Dia menarik istrinya yang cantik lebih dekat dan menekan dadanya yang kokoh ke punggung ramping Chu Lian, menutupi seluruh tubuhnya dengan tubuhnya, seolah-olah ini satu-satunya cara dia bisa mengusir kekosongan yang mengganggu di hatinya.
He Changdi mengikuti lekukan bahu Chu Lian ke bawah, tangannya menelusuri kulitnya yang halus hingga menemukan tangan mungilnya. Dia mengambil tangan Chu Lian dan menyatukan jari-jari mereka. Akhirnya, dia membelai perut Chu Lian dengan lembut.
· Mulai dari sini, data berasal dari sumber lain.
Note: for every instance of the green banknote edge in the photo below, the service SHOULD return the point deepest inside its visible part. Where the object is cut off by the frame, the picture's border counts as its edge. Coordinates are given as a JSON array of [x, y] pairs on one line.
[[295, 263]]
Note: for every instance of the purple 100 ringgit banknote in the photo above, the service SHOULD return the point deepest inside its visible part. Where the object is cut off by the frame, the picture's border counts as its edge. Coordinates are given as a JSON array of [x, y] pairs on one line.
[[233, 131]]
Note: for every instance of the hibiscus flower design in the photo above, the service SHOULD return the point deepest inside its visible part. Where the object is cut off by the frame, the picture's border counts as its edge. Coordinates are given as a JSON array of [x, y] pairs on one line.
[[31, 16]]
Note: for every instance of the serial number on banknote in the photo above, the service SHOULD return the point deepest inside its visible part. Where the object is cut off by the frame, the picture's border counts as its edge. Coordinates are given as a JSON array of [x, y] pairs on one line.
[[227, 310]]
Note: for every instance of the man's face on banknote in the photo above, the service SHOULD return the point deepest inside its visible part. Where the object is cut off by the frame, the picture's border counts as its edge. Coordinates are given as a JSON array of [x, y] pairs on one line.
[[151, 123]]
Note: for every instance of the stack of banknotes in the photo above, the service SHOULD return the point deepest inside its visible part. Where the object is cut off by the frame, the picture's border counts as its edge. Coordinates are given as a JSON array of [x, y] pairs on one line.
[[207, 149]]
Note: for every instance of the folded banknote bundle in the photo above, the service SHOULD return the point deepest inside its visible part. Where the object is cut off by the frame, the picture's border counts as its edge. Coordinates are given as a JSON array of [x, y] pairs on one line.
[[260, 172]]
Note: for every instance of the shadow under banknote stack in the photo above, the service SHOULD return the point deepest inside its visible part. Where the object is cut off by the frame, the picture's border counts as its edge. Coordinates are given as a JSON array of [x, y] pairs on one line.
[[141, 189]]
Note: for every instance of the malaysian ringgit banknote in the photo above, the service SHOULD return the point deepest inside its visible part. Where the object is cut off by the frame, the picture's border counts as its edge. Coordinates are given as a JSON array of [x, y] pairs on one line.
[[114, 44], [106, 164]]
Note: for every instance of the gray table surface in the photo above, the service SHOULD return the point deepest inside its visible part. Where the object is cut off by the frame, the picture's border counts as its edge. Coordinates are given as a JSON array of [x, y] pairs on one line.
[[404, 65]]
He Sanlang menghirup aroma istrinya yang menenangkan dan familiar, lalu membungkuk untuk mencium puncak kepalanya. Ia menyelimuti Chu Lian dengan selimut tipis sebelum akhirnya tertidur di sampingnya.
Berkat penyelesaian dendam yang telah ia pendam hampir sepanjang hidupnya, tidur He Changdi malam itu sangat nyenyak dan rileks.
Saat ia membuka matanya lagi, Chu Lian sudah bangun. Ia masih berbaring dalam pelukannya sambil mengintip wajahnya.
Reaksi pertama He Changdi adalah terdiam kaget, sebelum ekspresinya melunak. Dia mengulurkan tangan untuk mengelus pipi istrinya yang lembut dan bertanya dengan suara serak karena baru bangun tidur, “Ada apa?”
Jarang sekali si babi kecilnya yang malas itu bangun lebih pagi darinya.
Saat He Changdi tertidur, Chu Lian mengawasinya dan memikirkan banyak hal dalam benaknya.
Semua hal kecil aneh yang telah dilakukan He Changdi sejak dia datang ke Wu Agung akan masuk akal jika dia telah mengalami semuanya sekali dan bereinkarnasi kembali ke saat ini.
Sudut bibir Chu Lian terangkat dan dia menunjukkan senyum manis dan penuh kepercayaan padanya.
Dia sebenarnya tahu bahwa He Changdi pasti telah mengunjungi Muxiang selama masa istirahatnya.
Dengan keahlian suaminya yang gila, Muxiang tidak mungkin bisa merahasiakan apa pun.
Meskipun dia tidak mengatakannya secara langsung, kemungkinan besar dia sudah mengetahui kebenarannya.
Dia juga merasakan bahwa hubungan mereka tidak terancam oleh pengungkapan ini, dan sebaliknya, penghargaan dan kepercayaan mereka satu sama lain justru semakin tumbuh.
“Bukankah ada sesuatu yang ingin kau tanyakan padaku?” Chu Lian mengulurkan tangan dengan gerakan serupa dan mengusap sisi wajahnya dengan ibu jarinya.
He Sanlang sedikit menegang, sebelum senyum di wajahnya menjadi sedikit lebih tulus.
Ia tak kuasa menahan diri untuk mencium bibir merah muda Chu Lian. Ia balik bertanya padanya, “Bukankah ada sesuatu yang ingin kau tanyakan padaku juga?”
Setelah selesai berbicara, keduanya tertawa bersamaan. He Changdi menarik Chu Lian lebih dekat dan memeluknya erat, sementara Chu Lian melingkarkan lengannya di pinggang rampingnya.